Why does every important American software maker (including Apple and Microsoft) have its international headquarters in Ireland?  By keeping their core intellectual property in Ireland, these companies can pay far, far less in taxes.  Meanwhile, they can import that intellectual property back into the U.S. (after manufacturing in China) for free.  This allows them to pay a tiny fraction of the taxes they would otherwise have to pay.  So, a great deal of their employment and capital is kept outside the U.S.  (Microsoft, for example, just spent $250 million building a new campus in Ireland.)

Change the Tax System!

Lower wages don’t drive U.S. companies to manufacture overseas.  The difference in wage rates is almost irrelevant when the costs of setting up infrastructure, supply chains, and transportation costs are factored in.

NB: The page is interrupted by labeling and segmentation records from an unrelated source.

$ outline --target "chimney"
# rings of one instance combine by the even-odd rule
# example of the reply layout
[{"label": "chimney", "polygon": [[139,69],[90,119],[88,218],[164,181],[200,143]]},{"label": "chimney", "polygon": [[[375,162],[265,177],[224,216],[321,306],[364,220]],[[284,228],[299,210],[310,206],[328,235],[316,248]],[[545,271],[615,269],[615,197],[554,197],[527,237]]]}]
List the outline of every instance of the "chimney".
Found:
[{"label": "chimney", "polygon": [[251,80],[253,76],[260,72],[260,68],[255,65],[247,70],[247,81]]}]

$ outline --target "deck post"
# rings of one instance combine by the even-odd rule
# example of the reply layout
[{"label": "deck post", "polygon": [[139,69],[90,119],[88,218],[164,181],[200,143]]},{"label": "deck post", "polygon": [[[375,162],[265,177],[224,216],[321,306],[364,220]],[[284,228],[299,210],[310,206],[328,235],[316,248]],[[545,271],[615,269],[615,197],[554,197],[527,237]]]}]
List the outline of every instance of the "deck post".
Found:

The reason that most U.S. companies set up manufacturing and research and development overseas is to avoid high U.S. taxes and regulation.

Changing just these last three components of the U.S. tax code could be done on a revenue-neutral, zero-cost basis. These three changes alone would drive U.S. gross domestic product growth from around 1% to well over 3.5% … a level which we have not achieved in more than eight years.

This is why Tax Reform is so important at this point in American history.  We need accelerated entrepreneurial activity to expand the economy and create more jobs.

We can achieve significant Tax Reform and move into a new era of growth (with attendant Inflation) … or … we slide back into a depression caused by a mountain of corporate and government debt.